3500 Views 20 Replies 9 Participants Last post by  Bubba
I have a Wilson Combat 1996A2 that I purchased NIB in '96. It's been a great performer, but there has been one curious problem. I'm not even sure if it *is* a problem, but here goes....

When I'm practicing with cheap dummy rounds, I occassionally get screwball misfeeds (this is not the problem I'm talking about). I realize that this is due to the fact that I'm trying to feed beat up plastic with brass base/rim Armsport dummy ammo through POS Shooting Star mags (my beat up dry fire practice mags). I take advantage of this to practice malfunction clearance.
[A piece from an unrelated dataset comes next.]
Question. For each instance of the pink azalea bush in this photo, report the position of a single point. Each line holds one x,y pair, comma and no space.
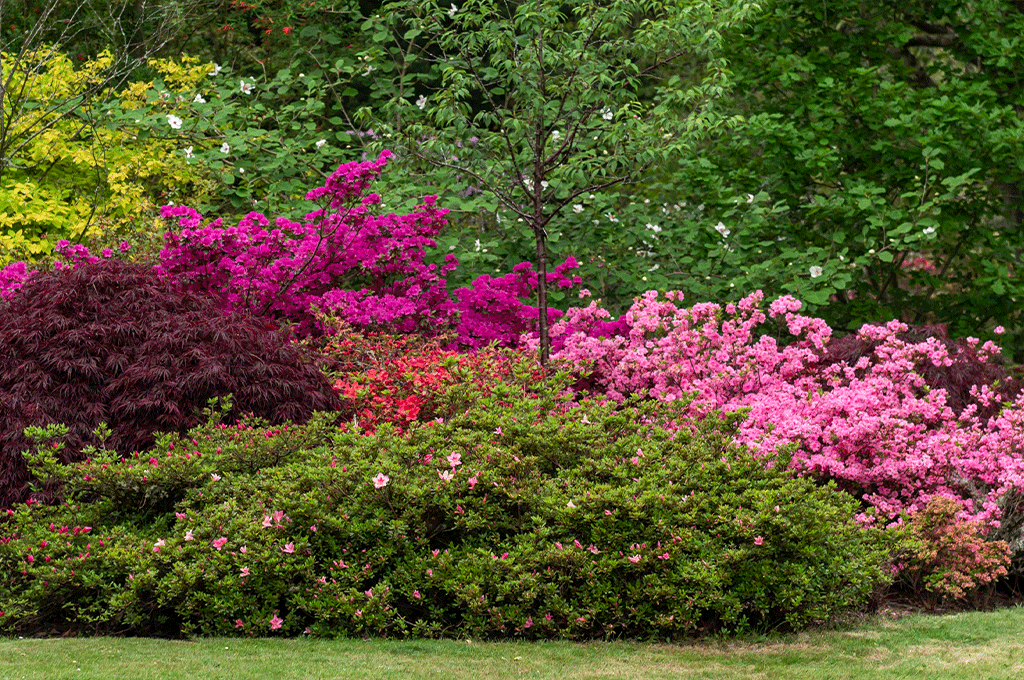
875,427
Well, tonight I had a malfunction because I didn't properly seat the magazine (my fault). The round was too low for the extractor to bite on it, so I dropped the mag and, in the heat of the moment, cycled the slide, letting the round drop out the magwell, but causing the slide to drop on an empty chamber. End result was the slide slammed home on an empty chamber (ouch! -- my fault again...). I always try and avoid that, but figure the gun must be designed to handle a few of these throughout its lifetime. Fine. Reload, TAP, RACK and BANG.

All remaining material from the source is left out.